As a congressman, Barr explained, he proposed that the Pentagon ban Wicca because military leaders had expressed concern
that it would be detrimental to order, discipline and morale.
“As it has turned out over the last several years, as the practice of Wicca has been allowed, or recognized in the
military, it’s not been a problem,” he said.
Similarly, the “Don’t ask, don’t tell” rule governing homosexuals in the military has proved to be bad policy, he
contended.
“Having someone who is homosexual in the military is not in and of itself detrimental to the good order and discipline of
the military,” Barr said.
“So I think part of this is a process of looking at changed circumstances, giving a chance for these things to work their
way through, see if there is still a problem,” he said. “Being willing to go back and say, no, this has not proved to be a
problem or this has proved to be a problem.”

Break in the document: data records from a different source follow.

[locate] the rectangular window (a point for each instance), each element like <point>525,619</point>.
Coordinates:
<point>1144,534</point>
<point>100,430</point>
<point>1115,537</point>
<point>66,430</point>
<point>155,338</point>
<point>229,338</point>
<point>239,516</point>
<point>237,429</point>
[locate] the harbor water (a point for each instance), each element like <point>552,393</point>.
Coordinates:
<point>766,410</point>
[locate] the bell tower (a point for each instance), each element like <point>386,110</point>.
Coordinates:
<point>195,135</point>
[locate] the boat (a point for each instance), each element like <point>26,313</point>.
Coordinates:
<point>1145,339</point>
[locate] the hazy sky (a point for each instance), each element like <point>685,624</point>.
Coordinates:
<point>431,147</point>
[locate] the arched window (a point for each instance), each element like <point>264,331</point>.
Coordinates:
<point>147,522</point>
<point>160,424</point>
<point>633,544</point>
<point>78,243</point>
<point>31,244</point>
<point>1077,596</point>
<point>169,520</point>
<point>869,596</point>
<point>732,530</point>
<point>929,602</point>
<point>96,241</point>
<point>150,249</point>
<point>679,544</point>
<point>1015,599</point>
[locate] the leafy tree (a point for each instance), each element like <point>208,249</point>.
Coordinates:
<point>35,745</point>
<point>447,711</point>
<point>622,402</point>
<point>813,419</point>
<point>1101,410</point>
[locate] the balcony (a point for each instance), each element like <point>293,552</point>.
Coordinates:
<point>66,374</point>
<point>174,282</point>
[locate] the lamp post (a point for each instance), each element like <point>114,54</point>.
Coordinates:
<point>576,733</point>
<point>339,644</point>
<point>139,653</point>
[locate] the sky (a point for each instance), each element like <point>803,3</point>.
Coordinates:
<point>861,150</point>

Barr applies that philosophy to his view of the Patriot Act, which he worked on when it first came up in Congress. But he
now regrets supporting it, charging the Bush administration has broken a promise not to expand its scope beyond
investigation of terrorism.
“The reason I voted for it was the administration made certain promises to me and to others – very directly, at the
highest levels – that it would not be abused, they would not seek to expand it, they would be open with how they used
it, reporting to the Congress, and so forth,” he said. “And we were willing to give them the benefit of the doubt at that
point.”
Barr insists he’s made no ideological shift since he was a member of Congress in the 1990s.
“The fundamental principles I see with regard to people’s relationship with government have remained the same,” he said.

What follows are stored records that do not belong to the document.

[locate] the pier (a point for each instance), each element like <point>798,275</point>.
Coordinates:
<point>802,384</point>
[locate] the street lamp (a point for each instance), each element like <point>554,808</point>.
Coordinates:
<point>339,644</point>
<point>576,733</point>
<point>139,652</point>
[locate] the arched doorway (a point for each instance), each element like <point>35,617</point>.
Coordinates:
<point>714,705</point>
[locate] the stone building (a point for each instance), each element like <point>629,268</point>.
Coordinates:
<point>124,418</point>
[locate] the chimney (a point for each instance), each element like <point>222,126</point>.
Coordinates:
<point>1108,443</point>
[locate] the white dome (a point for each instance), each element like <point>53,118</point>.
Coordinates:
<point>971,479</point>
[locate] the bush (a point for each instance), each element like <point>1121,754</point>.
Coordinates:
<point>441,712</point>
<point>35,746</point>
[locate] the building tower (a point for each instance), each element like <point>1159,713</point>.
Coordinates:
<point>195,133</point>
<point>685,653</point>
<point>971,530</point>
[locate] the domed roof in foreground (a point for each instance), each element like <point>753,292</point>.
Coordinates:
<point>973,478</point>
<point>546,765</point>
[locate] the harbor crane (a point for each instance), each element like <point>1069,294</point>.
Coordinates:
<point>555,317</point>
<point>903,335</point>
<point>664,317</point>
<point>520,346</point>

“I believe very much in trying to shrink the size of the government, keep the government to those powers that are absolutely
essential and constitutionally appropriate for the government, that that government which governs least governs best, so to
speak, to address the problems for which government has a legitimate role at the lowest level possible and only after that
fails, move to the next level.”
What has moved him to more openly embrace libertarian philosophy, he said, is the federal government’s success since the
9/11 attacks at convincing many Americans and political leaders of both parties “that the federal government must have the
power in order to provide security for the people to do whatever it thinks is necessary.”

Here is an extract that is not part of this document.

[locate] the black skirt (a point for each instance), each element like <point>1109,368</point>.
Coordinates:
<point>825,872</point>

“What makes me tick in 2008 is the very same thing that made me tick in 2000 or 1990 or 1988,” he said.
He maintains, he said, a “fundamental belief in the power of the individual, the responsibility of the individual, the
accountability of the individual to keep government down as much as we can.”
The economy is a prime example, he said, of an issue on which Republicans have strayed from principle.
“There’s a certain degree of comfort for people when we have a problem in the economy to turn to the government.”